ホーボーズララバイ     

                                  舎長@風来坊


「疲れて眠れば街の灯が揺れる・・・」
ウッディガズリーが唄っている。

目覚めると「急行八甲田」は盛岡に停車していた。
外は霧雨、時計に目をやると午前6時。
もう8時間以上僕はこの堅いシートに座っている。
ホームの洗面所で顔を洗い背伸びをすると発車のベルが鳴った。

昨日静岡を「急行東海」で出発し稚内を目指している。
ありったけの物を質屋にぶち込み手にした周遊券・・・、
あの娘から聞いたあの島へ渡るため。

青森駅の連絡船待合室、聞き慣れない言葉を耳にうどんをすする。
普通船室の桟敷席で見知らぬおっさん達と酒を飲む。

「島に私の両親がいるの、行くことがあったら寄ってみて」
「しばらく漁師でもしてみれば?」

函館発「急行ニセコ」、倶知安回りの列車はのんびり走る。
午後の日差しを浴び、駒ヶ岳の残雪が光る。

「中学を卒業して島を出てずっと紡績工場で働いてきたの」
「こんど島へ帰るのは親のお葬式かなぁ」

夜の札幌駅、ホームのベンチで煙草をふかす・・・。
ぼんやり人の流れを見ながら数時間。

「都会に出たのは知ってる人がいないから」
「だって島はみんな知り合いだから」

真夜中の名寄駅、腕木式信号機がぼんやり灯る。
「急行利尻」荷物車から放り出される新聞紙。

「中学ん時、フェリーターミナル近くの食堂でアルバイトをしたの」
「ラーメンの上に色々載っていて驚いちゃった」

目覚めると雪のサロベツ原野。
遠くでウッディガズリーが唄っている。

「父さんは時々漁に出ているの、ほっけや鰈とか」
「母さんは最近体が弱くって」

島が見える。

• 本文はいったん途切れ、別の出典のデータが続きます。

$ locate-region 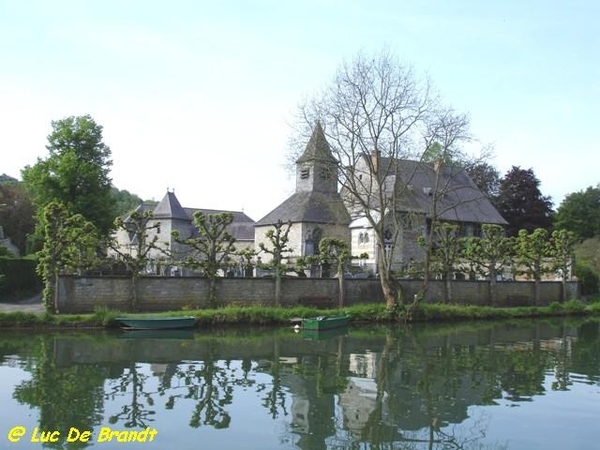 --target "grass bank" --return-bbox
[0,300,600,328]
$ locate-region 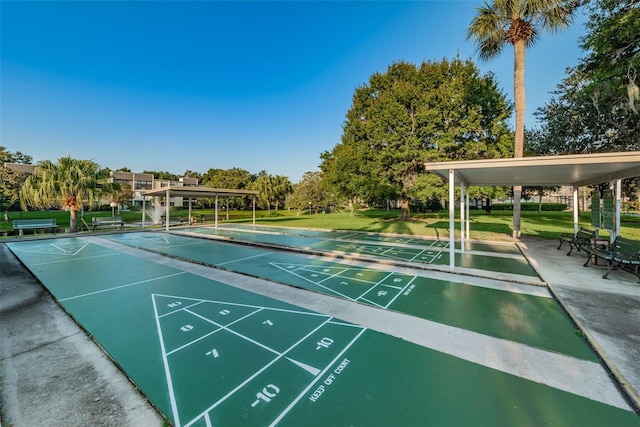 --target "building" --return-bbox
[107,171,198,207]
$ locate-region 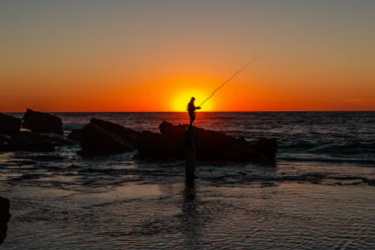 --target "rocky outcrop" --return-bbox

花の浮島と呼ばれるその島は、
鉛色の重い空の下に細長く横たわっていた。

「着いたらこれを渡してね」
「途中お腹が空いたら食べちゃっていいけど」

礼文郡礼文町香深村字知床。
にわか漁師一名、船の上で吐きながら・・・、
ウッディガズリーが唄いだした。

「兄さんは旭川で大工さんをしているのよ」
「父さん働けなくなったら・・・
          島を離れるのかな?」

稚内発「急行天北」くすんだブルーの客車。
ホーボーズララバイ、旅を続けよう。
周遊券を握りしめウッディガズリーを相棒に。

霧の中から馬主来沼が見えてきた。
「急行まりも」釧路行、
僕はこの近くに落ち着くことになった。

「旅かぁ・・・ 私、島を出てからず〜っとよ」
「でももうすぐ終わるの、結婚するのよ」

握りしめていた周遊券はいつか無くなり、
相棒だったウッディガズリーも遠く去り、
僕は、もうすぐ歩き始めようとしている長男を抱いている。

旅は終わってしまったのだろうか?
「そんなことないさ・・・」
だれかが遠くで唄っている、懐かしいホーボーズララバイ。
僕たち家族は新しい旅に出る準備を始めている。